This morning I had an “Ah-ha!” moment that I want to share with you.
In my coaching practice I work with my clients to help them hear their own voices, to allow them to trust themselves and step in the power of their professional and personal lives.  I tell my clients that what they know, what they feel, what they notice matters.  I coach them to listen to them selves and trust their inner guidance to make the best choices for their lives and situation. 
This morning I realized that in at least one area of my life, I was not walking my talk! That area is my exercise practice. I was introduced to yoga in 2000 when I moved from France to the USA. As a new Californian I felt compelled to put on my loose pants and flip flops, and head to the nearest yoga class carrying my coffee cup and yoga mat. Yoga was very different from anything I knew before. It was a slow pace workout where I finally found an opportunity to connect with both my body and spirit. I left every class connected to myself and to the bigger picture of my life. I loved it. I came home energized and feeling like I had engaged some part of my body that I was not even aware existed before!  The next day I would fell pain in my back, but went back to class anyway.
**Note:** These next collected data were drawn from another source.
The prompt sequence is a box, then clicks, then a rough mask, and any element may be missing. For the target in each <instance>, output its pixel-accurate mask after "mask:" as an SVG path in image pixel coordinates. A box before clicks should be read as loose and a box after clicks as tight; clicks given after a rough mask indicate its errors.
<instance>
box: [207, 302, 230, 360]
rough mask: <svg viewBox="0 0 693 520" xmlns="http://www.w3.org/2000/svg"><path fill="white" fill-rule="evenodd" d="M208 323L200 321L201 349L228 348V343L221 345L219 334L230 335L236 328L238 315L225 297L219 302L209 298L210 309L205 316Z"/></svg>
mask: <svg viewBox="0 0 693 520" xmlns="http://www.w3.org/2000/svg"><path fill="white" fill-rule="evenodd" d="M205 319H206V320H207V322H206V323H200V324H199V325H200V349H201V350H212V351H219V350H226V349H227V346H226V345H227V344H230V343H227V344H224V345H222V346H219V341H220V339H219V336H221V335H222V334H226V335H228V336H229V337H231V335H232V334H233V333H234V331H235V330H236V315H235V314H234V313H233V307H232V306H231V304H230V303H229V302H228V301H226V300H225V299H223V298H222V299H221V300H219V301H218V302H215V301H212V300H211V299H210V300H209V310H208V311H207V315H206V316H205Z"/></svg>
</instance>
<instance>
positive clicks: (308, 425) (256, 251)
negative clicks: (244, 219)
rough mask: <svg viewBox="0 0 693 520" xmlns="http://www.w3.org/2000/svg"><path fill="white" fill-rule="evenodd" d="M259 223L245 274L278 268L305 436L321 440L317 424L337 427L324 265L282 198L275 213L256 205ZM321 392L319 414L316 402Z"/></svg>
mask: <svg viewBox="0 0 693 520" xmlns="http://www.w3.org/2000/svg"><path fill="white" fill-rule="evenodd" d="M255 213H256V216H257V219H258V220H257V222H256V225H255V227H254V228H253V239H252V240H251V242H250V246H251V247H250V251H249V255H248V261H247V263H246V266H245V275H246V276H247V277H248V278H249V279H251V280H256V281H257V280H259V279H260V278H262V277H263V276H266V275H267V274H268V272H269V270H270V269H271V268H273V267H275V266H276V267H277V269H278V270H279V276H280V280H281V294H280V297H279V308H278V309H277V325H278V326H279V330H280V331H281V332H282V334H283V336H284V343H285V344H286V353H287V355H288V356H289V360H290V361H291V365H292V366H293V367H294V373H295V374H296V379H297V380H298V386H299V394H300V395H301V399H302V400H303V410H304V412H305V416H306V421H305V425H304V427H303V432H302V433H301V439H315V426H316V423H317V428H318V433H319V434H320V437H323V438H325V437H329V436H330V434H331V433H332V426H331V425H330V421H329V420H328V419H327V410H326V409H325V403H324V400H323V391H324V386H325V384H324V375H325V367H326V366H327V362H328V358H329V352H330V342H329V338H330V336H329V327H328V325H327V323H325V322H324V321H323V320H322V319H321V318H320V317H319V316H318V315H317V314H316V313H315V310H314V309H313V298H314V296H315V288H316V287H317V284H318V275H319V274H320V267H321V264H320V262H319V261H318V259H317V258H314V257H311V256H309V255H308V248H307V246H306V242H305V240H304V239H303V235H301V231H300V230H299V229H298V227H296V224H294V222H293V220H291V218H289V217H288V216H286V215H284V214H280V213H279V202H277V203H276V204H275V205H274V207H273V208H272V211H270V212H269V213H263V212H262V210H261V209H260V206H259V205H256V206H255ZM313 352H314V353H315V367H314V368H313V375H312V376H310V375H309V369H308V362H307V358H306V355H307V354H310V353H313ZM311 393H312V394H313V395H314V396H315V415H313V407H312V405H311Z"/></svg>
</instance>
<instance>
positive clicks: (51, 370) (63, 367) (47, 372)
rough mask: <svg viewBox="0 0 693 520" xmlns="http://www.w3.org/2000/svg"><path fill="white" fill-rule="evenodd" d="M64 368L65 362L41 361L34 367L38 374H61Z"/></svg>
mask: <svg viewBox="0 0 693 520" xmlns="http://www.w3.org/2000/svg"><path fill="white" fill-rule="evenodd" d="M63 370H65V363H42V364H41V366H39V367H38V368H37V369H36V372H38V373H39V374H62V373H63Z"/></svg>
I loved the yoga community, and wanted to be part of it. It seemed like everyday I would meet another person who told me how yoga impacted their lives. I have been practicing yoga for years almost 10 years now. 
Today my personal trainer opened my eyes. She asked me, “If you feel pain in your back everyday after your yoga practice, don’t you think that maybe yoga is not right for you?” 
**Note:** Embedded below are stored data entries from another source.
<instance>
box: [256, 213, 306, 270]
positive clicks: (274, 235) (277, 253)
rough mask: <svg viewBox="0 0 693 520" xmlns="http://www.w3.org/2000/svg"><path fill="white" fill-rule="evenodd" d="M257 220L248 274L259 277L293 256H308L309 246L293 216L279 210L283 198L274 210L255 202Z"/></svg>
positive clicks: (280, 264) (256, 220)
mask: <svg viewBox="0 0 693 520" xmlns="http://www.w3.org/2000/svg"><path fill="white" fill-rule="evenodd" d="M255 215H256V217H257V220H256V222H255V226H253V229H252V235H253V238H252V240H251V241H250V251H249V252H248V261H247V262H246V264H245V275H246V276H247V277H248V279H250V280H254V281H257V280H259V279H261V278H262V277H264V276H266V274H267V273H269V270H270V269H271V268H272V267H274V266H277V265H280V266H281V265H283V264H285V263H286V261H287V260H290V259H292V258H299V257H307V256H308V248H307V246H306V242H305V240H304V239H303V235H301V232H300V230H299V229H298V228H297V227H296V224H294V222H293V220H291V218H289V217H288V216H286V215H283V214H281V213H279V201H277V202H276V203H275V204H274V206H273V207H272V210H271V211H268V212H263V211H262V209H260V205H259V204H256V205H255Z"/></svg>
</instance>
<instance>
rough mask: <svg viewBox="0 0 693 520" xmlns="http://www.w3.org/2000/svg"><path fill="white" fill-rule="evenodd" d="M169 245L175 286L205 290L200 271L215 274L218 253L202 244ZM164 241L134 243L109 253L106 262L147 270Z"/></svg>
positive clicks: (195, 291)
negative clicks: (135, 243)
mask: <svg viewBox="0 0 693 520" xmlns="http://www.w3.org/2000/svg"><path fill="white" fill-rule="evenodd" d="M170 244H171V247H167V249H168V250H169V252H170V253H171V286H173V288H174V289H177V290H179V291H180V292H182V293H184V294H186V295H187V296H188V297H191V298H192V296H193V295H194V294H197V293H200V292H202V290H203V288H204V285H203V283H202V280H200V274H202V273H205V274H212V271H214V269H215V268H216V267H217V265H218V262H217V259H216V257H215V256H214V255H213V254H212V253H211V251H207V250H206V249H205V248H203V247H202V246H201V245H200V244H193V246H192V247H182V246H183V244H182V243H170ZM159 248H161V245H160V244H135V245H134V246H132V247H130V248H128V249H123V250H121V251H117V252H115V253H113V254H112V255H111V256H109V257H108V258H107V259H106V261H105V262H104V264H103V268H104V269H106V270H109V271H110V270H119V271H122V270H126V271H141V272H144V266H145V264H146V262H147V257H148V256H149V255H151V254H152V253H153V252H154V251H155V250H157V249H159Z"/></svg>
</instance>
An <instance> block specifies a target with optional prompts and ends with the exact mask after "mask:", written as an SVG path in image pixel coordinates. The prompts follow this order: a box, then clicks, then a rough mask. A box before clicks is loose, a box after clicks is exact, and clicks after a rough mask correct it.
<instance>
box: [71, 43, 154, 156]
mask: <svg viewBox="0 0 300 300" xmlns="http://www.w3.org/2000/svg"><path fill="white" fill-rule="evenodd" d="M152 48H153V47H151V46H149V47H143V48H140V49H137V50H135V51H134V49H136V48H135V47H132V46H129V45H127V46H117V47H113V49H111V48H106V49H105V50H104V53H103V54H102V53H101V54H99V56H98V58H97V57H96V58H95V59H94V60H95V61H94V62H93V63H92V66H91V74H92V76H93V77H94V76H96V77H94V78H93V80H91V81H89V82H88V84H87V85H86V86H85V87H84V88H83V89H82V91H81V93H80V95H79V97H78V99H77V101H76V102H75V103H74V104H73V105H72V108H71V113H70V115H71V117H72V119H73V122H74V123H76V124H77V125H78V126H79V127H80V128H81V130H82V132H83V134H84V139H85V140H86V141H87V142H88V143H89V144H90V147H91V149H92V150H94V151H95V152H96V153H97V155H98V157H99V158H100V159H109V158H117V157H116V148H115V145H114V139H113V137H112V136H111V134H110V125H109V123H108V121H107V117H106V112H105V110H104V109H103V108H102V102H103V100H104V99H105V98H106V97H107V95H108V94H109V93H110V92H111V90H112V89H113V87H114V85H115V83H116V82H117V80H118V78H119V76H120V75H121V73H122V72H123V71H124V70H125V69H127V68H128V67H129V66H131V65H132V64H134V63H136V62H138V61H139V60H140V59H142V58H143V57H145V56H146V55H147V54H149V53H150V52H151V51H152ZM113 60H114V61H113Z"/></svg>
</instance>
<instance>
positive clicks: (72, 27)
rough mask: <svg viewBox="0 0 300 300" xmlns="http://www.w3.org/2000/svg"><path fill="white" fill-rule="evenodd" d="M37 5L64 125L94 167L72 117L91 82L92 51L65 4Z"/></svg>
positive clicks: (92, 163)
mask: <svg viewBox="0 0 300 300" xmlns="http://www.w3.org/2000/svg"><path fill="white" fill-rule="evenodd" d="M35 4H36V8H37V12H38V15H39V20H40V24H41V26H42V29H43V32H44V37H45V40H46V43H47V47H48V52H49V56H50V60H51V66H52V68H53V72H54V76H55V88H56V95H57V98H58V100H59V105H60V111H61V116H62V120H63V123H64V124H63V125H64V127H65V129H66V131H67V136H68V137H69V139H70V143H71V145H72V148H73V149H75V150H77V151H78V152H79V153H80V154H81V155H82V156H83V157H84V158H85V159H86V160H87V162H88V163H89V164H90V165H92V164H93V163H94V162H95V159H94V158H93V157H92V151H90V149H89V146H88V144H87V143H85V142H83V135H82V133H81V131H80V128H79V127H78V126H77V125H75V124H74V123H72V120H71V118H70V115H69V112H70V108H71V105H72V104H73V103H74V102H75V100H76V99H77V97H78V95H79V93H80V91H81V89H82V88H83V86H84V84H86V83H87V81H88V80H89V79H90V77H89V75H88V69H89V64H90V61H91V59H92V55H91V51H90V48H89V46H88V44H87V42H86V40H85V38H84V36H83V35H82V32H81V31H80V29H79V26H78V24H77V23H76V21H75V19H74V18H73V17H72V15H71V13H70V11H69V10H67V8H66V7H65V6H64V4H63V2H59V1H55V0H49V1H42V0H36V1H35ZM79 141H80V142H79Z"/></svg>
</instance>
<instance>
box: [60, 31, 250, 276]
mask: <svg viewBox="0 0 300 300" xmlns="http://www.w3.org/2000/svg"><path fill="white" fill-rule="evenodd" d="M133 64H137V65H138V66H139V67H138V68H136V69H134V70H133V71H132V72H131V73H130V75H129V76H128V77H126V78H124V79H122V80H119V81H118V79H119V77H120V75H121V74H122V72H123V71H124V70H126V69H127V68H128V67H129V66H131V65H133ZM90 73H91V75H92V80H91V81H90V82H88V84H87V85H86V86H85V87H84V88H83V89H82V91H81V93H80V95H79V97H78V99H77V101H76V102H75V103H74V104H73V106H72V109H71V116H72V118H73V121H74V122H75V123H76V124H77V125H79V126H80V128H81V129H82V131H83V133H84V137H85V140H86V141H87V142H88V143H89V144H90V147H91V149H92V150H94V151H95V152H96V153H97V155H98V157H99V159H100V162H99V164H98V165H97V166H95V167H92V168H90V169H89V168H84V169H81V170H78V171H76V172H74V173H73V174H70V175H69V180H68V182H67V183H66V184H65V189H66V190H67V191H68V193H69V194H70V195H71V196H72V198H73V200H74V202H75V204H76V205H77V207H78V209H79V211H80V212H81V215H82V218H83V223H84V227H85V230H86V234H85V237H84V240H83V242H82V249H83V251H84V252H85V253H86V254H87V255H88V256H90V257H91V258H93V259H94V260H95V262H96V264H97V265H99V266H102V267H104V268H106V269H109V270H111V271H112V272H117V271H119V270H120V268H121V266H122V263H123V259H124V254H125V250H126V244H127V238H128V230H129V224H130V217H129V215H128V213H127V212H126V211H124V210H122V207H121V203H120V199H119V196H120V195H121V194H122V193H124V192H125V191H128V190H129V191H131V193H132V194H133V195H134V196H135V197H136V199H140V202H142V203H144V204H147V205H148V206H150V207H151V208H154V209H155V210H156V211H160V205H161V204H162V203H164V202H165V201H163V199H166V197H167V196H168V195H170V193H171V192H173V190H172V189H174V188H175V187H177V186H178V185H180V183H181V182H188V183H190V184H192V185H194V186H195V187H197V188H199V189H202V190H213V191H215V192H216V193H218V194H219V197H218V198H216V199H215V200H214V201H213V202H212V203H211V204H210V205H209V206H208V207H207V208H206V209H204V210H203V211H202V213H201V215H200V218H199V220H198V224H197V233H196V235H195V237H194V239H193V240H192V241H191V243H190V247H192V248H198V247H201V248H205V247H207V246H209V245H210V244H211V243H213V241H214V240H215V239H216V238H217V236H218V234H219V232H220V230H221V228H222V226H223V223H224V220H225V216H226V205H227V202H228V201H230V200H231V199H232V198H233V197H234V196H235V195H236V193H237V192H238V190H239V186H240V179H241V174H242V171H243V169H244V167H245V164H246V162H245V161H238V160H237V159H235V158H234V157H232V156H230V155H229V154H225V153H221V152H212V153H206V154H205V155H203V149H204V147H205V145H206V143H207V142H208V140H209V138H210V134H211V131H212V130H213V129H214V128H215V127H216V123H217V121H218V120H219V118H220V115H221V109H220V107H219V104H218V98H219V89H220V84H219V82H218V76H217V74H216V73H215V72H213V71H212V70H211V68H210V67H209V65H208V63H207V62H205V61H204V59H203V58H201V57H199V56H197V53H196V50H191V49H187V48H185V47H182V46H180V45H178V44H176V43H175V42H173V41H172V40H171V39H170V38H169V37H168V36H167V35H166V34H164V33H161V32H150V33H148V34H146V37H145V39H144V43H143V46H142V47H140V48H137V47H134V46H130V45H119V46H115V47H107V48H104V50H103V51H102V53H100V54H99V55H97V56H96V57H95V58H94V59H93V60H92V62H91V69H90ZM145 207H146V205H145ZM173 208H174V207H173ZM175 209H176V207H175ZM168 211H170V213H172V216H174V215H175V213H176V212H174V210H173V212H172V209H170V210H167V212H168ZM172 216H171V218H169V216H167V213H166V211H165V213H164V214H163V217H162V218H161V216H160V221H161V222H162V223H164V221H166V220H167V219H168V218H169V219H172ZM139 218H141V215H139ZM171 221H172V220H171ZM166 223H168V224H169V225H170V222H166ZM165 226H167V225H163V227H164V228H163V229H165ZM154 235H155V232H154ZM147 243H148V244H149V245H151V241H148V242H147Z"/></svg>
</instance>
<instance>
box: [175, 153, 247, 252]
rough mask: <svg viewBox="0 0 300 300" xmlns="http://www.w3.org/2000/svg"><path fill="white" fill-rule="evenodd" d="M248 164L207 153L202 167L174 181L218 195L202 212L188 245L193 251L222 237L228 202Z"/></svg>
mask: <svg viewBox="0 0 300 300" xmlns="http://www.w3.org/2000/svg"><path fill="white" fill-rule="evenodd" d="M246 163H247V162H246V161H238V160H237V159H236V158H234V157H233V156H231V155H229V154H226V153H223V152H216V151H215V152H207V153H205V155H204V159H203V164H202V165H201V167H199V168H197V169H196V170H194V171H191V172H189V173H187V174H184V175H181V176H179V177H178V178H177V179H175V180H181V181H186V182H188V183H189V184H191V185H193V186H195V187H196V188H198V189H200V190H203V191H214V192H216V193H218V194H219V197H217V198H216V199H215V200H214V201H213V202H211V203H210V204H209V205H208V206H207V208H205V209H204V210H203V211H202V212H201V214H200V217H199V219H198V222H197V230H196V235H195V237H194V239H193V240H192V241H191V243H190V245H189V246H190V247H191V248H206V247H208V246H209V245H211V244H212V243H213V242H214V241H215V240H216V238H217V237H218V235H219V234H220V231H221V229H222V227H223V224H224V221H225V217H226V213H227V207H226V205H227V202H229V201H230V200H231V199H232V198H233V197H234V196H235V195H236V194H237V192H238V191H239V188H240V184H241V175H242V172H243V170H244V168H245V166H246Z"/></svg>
What! Not right for me? How can yoga not be right for me? Isn’t yoga right for everyone? 
Sadly, my trainer was right. I did have pain after every class, and it had gotten worse over the last 9 years. I had rationalized that the pain was due to three pregnancies – I had even did prenatal yoga. How come I was not listening to what my body was telling me in a very loud voice everyday? I was following the crowd, yearning to be part of something else, and not acknowledging my own inner voice. 
My advice to myself and to you: Be aware and remember what you feel! What you notice matters. Pay attention, trust yourself, and find your own way! 

Tomorrow, I am off to try Pilates and see if it’s a better fit for me and my body.